For the past few years, Microsoft have gone to great lengths to draw attention to the contributions they have made to computing. Despite, or perhaps because of this, every time the word "innovation" is mentioned in connection with their business, it is greeted with howls of derision and letters of refutation from the open source peanut gallery. One noteworthy feature of these exchanges is the complete absence of supporting evidence on the open source side. Besides endlessly reiterating the "MS Bob sucks" line, Microsoft's detractors have never presented any counter-arguments at all. Surely Microsoft's claims are based on more than one failed product.
In fact, Microsoft have been doing quite a lot to extend the state of the art.
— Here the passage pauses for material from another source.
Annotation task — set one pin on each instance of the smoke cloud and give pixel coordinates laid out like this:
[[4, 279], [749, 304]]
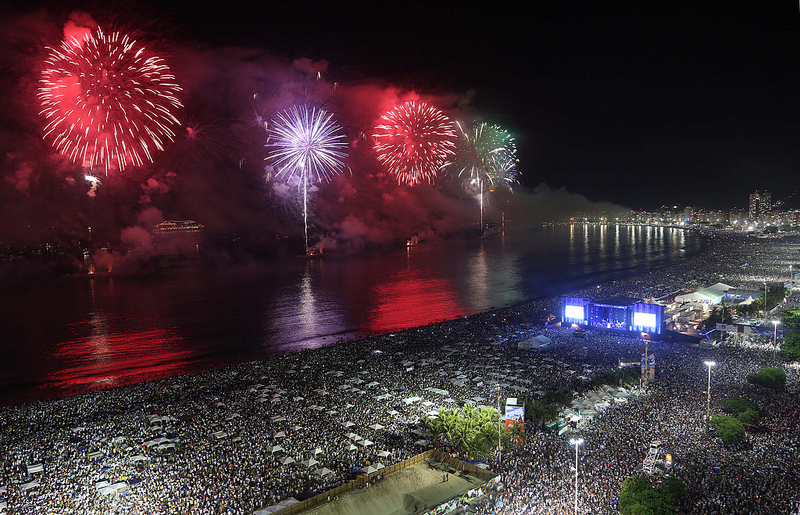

Microsoft Research was one of the first research laboratories established by a software company, over ten years ago. It currently employs over 600 researchers worldwide, many of them top industry figures, such as their current head, Rick Rashid, the mind behind the Mach kernel. Over the past ten years, Microsoft Research have been repeatedly recognised with the industry's highest honors, such as the ACM's Turing Award.
Those readers who are interested in learning the truth behind Microsoft's Freedom to Innovate will no doubt be curious as to what directions Microsoft Research has taken. Well, they certainly haven't been idle! There isn't an application of computing technology that Microsoft Research hasn't taken an interest in. User interfaces of all kinds, systems research, graphics, artificial intelligence...it would take the computer science departments of several of the world's finest universities combined to equal Microsoft's contributions to the field over the last ten years. Microsoft's research efforts have placed them in the same league as organisations such as Xerox PARC, Bell Labs and IBM.
It should be clear at this point that Microsoft's reputation as a center of innovation in the computing industry is well-deserved. With a world-class research facility directing efforts into both practical and theoretical areas of investigation, Microsoft is one of the top dogs in innovation. Their research efforts have yielded considerable rewards for their customers too, with concepts from Microsoft Research fueling advances in everything from games to enterprise technologies. At Microsoft, research works closely with development to put brand new technologies into the field faster than anyone else.
Quite a different portrait than that painted by their detractors, who are little more than contrary and argumentative crackpots tinkering with a 30 year old operating system design, while muttering about the lack of innovation at the only company in the last decade who has successfully brought any new ideas to the OS market. And MS Bob. I expect we'll still be hearing about that when the linux kernel finally collapses under the weight of it's own unmanageability.